Stopword removal¶
araclean bundles a curated, versioned Arabic stopword list — Modern Standard Arabic function words
(prepositions, pronouns, demonstratives, relative pronouns, neutral conjunctions and particles) —
behind the RemoveStopwords step. It is freshly authored for araclean and dedicated to the public
domain (CC0-1.0), so it carries no copyleft into your project.
Turning it on¶
Stopword removal is an opt-in knob of the SEARCH profile:
>>> from araclean import normalize
>>> normalize("ذهبنا في الصباح الى المدرسة", profile="search", remove_stopwords=True)
'ذهبنا الصباح المدرسه'
(or --remove-stopwords on the CLI). It is SEARCH-only by design: the list ships in
folded spelling, so it requires exactly the letter folds SEARCH runs before it — see the
ordering contract below.
Negation-safe by default¶
The headline design decision: the polarity-bearing particles — لا, ما, لم, لن, ليس — are
deliberately excluded from the list. A naive stopword list deletes them as "frequent function
words", silently flipping the meaning of a sentence (لا أحب I don't like → أحب I like) —
a real hazard in shipped Arabic stopword lists. With araclean, removal can never invert polarity:
The exclusion is exported as NEGATION_PARTICLES and enforced by an import-time integrity check —
a list edit that violates it cannot ship.

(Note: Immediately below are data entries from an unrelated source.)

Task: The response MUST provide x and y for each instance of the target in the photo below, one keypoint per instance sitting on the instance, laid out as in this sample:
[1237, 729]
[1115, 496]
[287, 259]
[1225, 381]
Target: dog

Whole tokens only — no clitic stripping¶
The list is flat, not morphology-aware. Only a standalone token is removed; a function word fused into a longer token as a proclitic or suffix is kept:
>>> normalize("والكتاب فيها", profile="search", remove_stopwords=True) # و+الكتاب, في+ها: kept
'والكتاب فيها'
This is a deliberate boundary: clitic segmentation is morphology, which araclean's core excludes by design. If you need clitic-aware removal, run a segmenter first and compose.
Why the list ships folded¶
Real typed Arabic routinely omits hamza (الى for إلى), and vocalized text never matches a bare
list. Instead of enumerating every spelling variant, araclean stores each entry once, in the
spelling that exists after RemoveTashkeel + FoldAlef + FoldAlefMaqsura + FoldHamza — and
lets the pipeline itself be the variant generator: the canonical إلى, the hamza-less الى, and
the vocalized إلَى all fold to the one entry.
That makes ordering a hard contract, not a convention: RemoveStopwords declares it
requires_before those folds, and Pipeline rejects at construction any pipeline where they do
not precede it (see Composing pipelines). SEARCH with
remove_stopwords=True inserts the step in the right place for you.
Using the list directly¶
The data is public API, importable without running any step:
>>> from araclean.stopwords import NEGATION_PARTICLES, STOPWORDS, STOPWORDS_VERSION
>>> "في" in STOPWORDS
True
>>> STOPWORDS.isdisjoint(NEGATION_PARTICLES)
True
STOPWORDS_VERSION identifies the exact list revision; serialized pipelines pin it, and
rehydrating against a release with a different list fails loudly instead of removing different
words — see Reproducible preprocessing.
Want a different list? Compose a custom step — RemoveStopwords deliberately
takes no word-list parameter, so that "the bundled list, version X" is the whole story a serialized
pipeline has to tell.